En 1963, l’historien canadien William H. McNeill publiait The Rise of the West (encadré p. 7), initiant ainsi toute une littérature qui entendait répondre à la question du « miracle européen », une expression popularisée un peu plus tard par l’économiste britannique Eric L. Jones. Soulignons d’emblée que la période des réponses monocausales est désormais close (à de rares exceptions près). À un phénomène aussi massif, complexe et durable que l’hégémonie occidentale, il semble hors de question de trouver une seule cause. Nous allons survoler les différentes hypothèses, issues de multiples courants disciplinaires, en gardant en mémoire que loin d’être exclusives les unes des autres, elles sont avant tout complémentaires. L’exercice ultime, susceptible de nourrir la réflexion des prochaines décennies, consisterait à déterminer leurs importances respectives et à étudier en quoi ces diverses causes ont pu conjuguer leurs dynamiques.

 

Des racines antiques et médiévales

Rappelons d’abord que nul contemporain n’aurait parié un kopeck, au XVe siècle, sur la domination européenne qui allait marquer le demi-millénaire suivant : l’hyperpuissance de l’époque était la Chine, et certains ensembles de civilisations (Inde, monde arabo-musulman) étaient technologiquement et économiquement plus avancés que l’Occident. La grande question reste de savoir quand l’Europe a été en mesure de dépasser ses concurrents, et pourquoi elle y est arrivée.
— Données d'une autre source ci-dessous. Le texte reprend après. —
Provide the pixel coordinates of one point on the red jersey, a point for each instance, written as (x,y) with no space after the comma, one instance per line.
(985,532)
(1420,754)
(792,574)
On admet communément aujourd’hui que la civilisation occidentale trouve ses racines dans l’Antiquité. L’historien Philippe Nemo explique ainsi, dans Qu’est-ce que l’Occident ?, que l’on peut structurer la fabrique d’éléments supposées spécifiques à la culture occidentale autour de cinq moments clés.

Exposons ici ses idées :

1) À partir de l’émergence des cités, à partir du Xe siècle avant notre ère, les Grecs vont progressivement fractionner le pouvoir entre les citoyens et introduire l’idée que la loi, étant d’origine humaine et non divine, peut être modifiée par l’homme. L’ordre social peut donc être soumis à la critique et au changement. De même, certains philosophes vont développer une rationalité critique et fonder les démarches qui aboutiront aux sciences modernes, ainsi que les premières académies.

2) À la tête d’un empire melting-pot qui a entre autres absorbé la Grèce, les magistrats romains élaborent un droit privé commun qui fournira le socle du droit moderne. Il détermine l’existence d’un sujet de droit, fondement de la philosophie humaniste et de la notion moderne d’individu, qui émerge par exemple dans l’art : en sus de sculpter des archétypes (éphèbes, dieux…) comme le faisaient les Grecs, les Romains vont façonner des portraits ressemblant à leurs modèles.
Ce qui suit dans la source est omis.